Paired primary tumor and lymph node metastasis samples were retrospectively collected from archived formalin-fixed and paraffin embedded (FFPE) samples of patients who were treatment-naïve and underwent surgery in Sichuan Provincial People's Hospital from January 2019 to June 2019. All the lymph node metastasis samples were from lymph nodes within the lymphatic drainage of the primary tumor, which were collected together with the primary tumor samples during the surgery. The histological type of the tumor was determined after reviewing by two pathologists. Clinicopathologic characteristics were also collected. The pathological TNM staging of the tumors was based on the guideline developed by Japanese Society for Cancer of the Colon and Rectum57. Subsequent immunohistochemistry staining was conducted in November 2021. This study was approved by the Medical Ethics Committee of Sichuan Academy of Medical Sciences and Sichuan Provincial People’s Hospital (#484, Year 2021) and in compliance with Declaration of Helsinki. Informed consent was waived by the Medical Ethics Committee since all the archival samples were retrospectively collected and all the data were collected and analyzed anonymously.

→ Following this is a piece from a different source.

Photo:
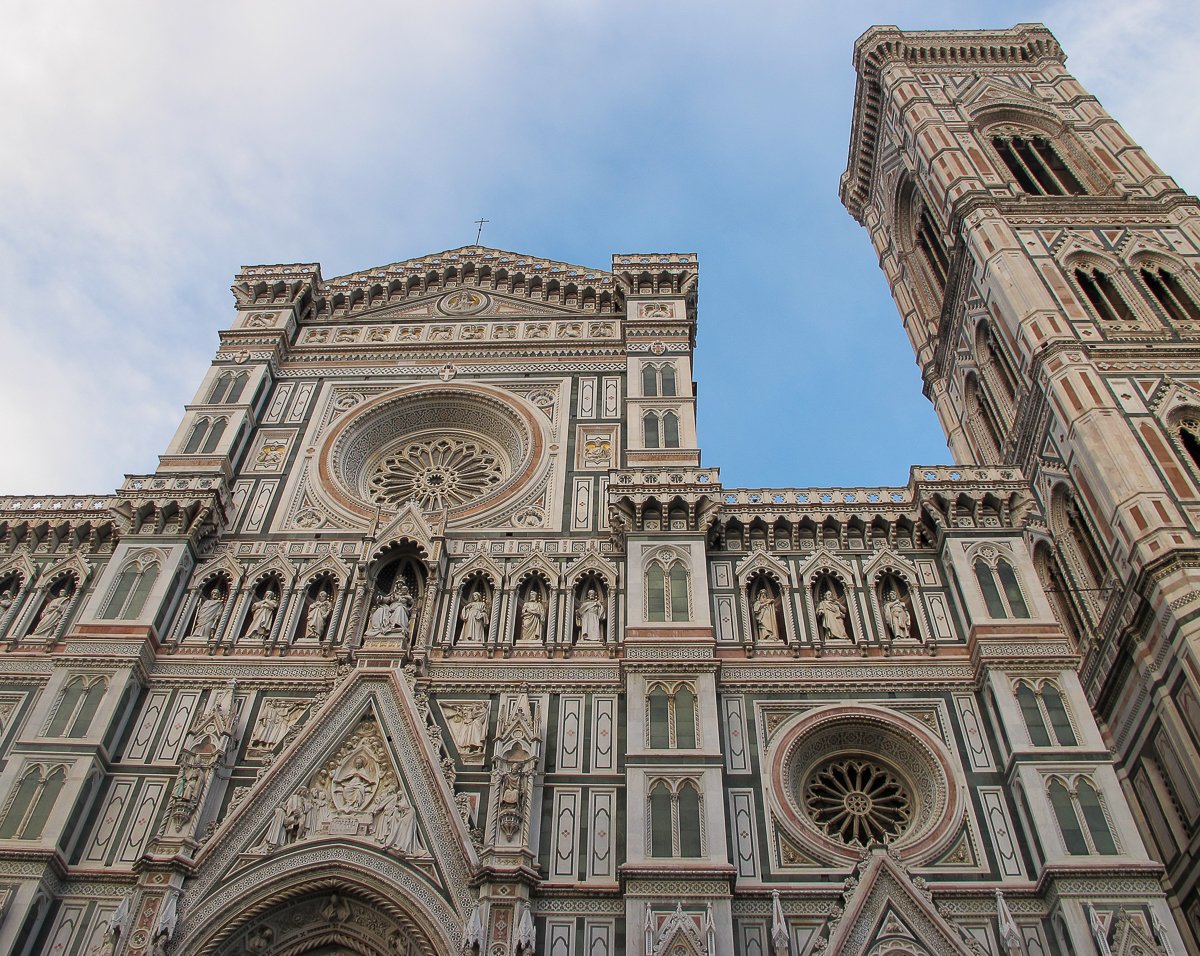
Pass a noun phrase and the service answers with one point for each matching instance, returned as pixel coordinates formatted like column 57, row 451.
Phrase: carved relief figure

Immunohistochemistry staining

The paired primary tumor and lymph node metastasis samples were sectioned at 4 μm and placed on the same slide. After de-paraffinization, hydration, and antigen retrieval using boiling, slides were stained using primary antibody against EGFR (RMA-0804, MXB Biotechnologies), HER2 (ab16662, Abcam), or HER3 (ab93739, Abcam). After staining with secondary antibody (ab6721, Abcam), slides were counterstained with hematoxylin and visualized using 3,3′-diaminobenzidine (DAB). Tumor samples which were stained positive in previous tests were used as positive control, and negative controls were prepared by replacing primary antibody with phosphate-buffered saline.

Scoring criteria

The immunohistochemistry staining results were then independently scored by two pathologists (J.X. and F.L.) using pre-defined scoring criteria which were based on the 4-tiered scoring system suggested by Hofmann58 and criteria used for EGFR, HER2, and HER3 scoring in previous studies12,22. Detailed criteria are listed as follows: 0, completely negative staining or faint staining < 10% of tumor cells; 1+, faint staining of tumor cell membranes (or very faint staining in only part of the membrane for HER3); 2+, moderate staining of entire cell membrane (or in entire or basolateral membrane for HER3); 3+, strong staining of entire cell membrane (or in entire or basolateral membrane for HER3). High expression of the biomarkers was defined as immunohistochemistry scores of 2+ or 3+, while low expression was defined as immunohistochemistry scores of 0 or 1+. The pathologists were blinded to the patient characteristics information, and slides with insufficient tumor tissue in either primary lesion or lymph node metastasis were excluded in the scoring step.

Statistical analysis

Statistical analysis was performed using SPSS 19.0 statistical software (IBM Corporation, USA). The χ2 test was used to analyze possible relationships between the immunohistochemistry score (or high/low expression of biomarkers) and patient clinicopathologic characteristics. P < 0.05 was considered statistically significant.